Daschund accessory.
Due to the imminent arrival of visitors for brunch, the morning was spent, after waking up really late and leaping out of bed like frantic frogs, rushing about all over the house with brooms, cloths, and desperately trying to find hiding places for all the books and paper detritus which regularly litters one end of the dining room table.
And then they arrived, and there was much eating, talking, catching up, laughing and drinking around the table and later around the lovely radiating wood-stove, since it was VERY cold outside, and then it was suddenly dark and everyone watched a movie and then it was supper time and so I made our usual Sunday night fare, a gazillion pancakes (South African)/crepes (French and American) for all the people in the house, and the table was full again.
So there was no running, only a short sprint up to the beehives and back with Molly early in the day.
And we all sang to my sister who turned 68 today! Such big gaps we have in our family that when she turns 70, in two years' time, she will then be in her seventies, my brother in his sixties, and I will still be in my fifties.
My sister is thirteen years older than I am, so by the time I became a fully conscious person, at 4 or 5, she was already just about grown up, and left home to study nursing at the age of 18. I got her room when she moved out, that previously mysterious room of giggling teenaged girls, always sweet-smelling and filled with her pictures and delicate things.
She was removed from my very young life, as my brother was not. My brother was a living, breathing, large-as-life figure for me. We had a lot of physical contact, he tickled me, held me on his lap, protected me from things, picked me up and dusted me off when I fell down. He was always there, playing tricks, conducting explosive experiments, doing nasty things like recording my asthma attack on his massive Akai tape-recorder, learning poems with me, reading me stories when I was sick, getting into trouble with me.
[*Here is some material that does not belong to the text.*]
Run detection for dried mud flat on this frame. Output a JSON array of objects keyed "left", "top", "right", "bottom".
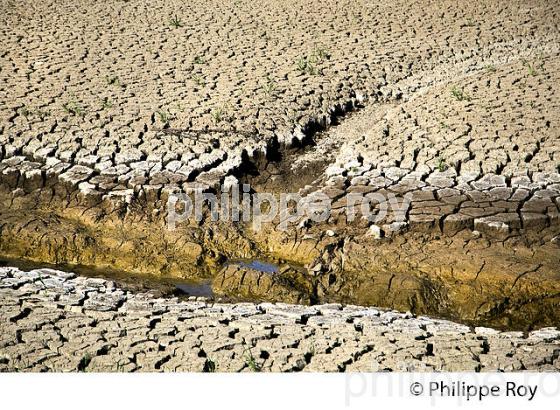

Whereas my sister was this tall and beautiful grownup who swooped in every now and then, with or without the latest devoted and adoring boyfriend, to bring me presents, to fight with my mother, to revel in shocking us with gruesome nursing stories at the Sunday dinner table. I would gaze at her exquisite perfection, wondering when I would get those lovely bumps on the chest, when I would get to look like her. (It never happened. Except for the bumps on the chest.)
One day I was standing at the bus-stop outside the Junior School, wheezing my heart out, in the midst of a terrible asthma attack. (My mother had told me that I would never die from asthma, so I didn't ever really panic, just stood or sat stoically suffering. Of course, one can die from asthma, and people frequently do.) I wasn't allowed to carry the inhaler, because it was very dangerous if you overdosed, which many asthmatics had done, due to that terrible desire for relief. So I would frequently be stuck somewhere waiting to get home to the inhaler's antidote.
I was about seven years old, and my sister, my beautiful glamourous sister, came by on her Vespa scooter, in her official nurse's uniform, going home to her flat which happened to be near our school. She took in my affliction at a glance, swept me up on the back of her scooter like a white knight in shining armour sweeps the victimized maiden on to his trusty steed, and galloped off at top speed to a pharmacy, where she bullied the pharmacist to open an inhaler and allow me two puffs straight away. She has to use all her wiles, as the medicine was only available with a doctor's prescription, and he didn't know either of us from a bar of soap. He gave in, as many had before and would thereafter, and then, for me, this little girl with the useless lungs, there was suddenly instant reprieve, and then gratitude, and pride.
It was only when we were both adults with children of our own that we really got to know one another, that we developed that female affinity.
When my mother was in hospital a couple of months before she died, in terrible pain from a broken hip, the replacement of which had then become dislocated, lying in traction and basically losing her mind, we were all, my poor father, my brother, and I, helpless before all this suffering of our beloved wife and mother. Not my sister, who I again watched in admiration as she rode into battle, all her furious flags flying, ordering the nursing staff to do this and then that and to look sharp and do it NOW! And they followed her instructions, even as they regarded her with baleful eyes.
And as advocates for my mother, she and I persuaded my brother and my father, with the help of my parents' doctor, that my mother wanted to die. That she couldn't be put through another operation, another attempt at rehabilitation, more and more pain. And that we should respect that wish, and make her last days as comfortable as possible. My sister was very calm and collected as we explained the situation to them, whereas I was frequently just a puddle of tears. She is admirably cool in the face of chaos or tragedy, and this was no exception. And later, in one of my mother's few periods of lucidity, she explained the entire situation to her as well, and we received our mother's blessing.
So I know that she is a strong woman, still lovely in her older age, and I wish for her a wonderful year of more trips to beautiful places, of thoughtful discovery, of love amongst her extended family, and a continued bond of blood and womanhood that she shares with me. She is my moonbeam and I am her sunshine.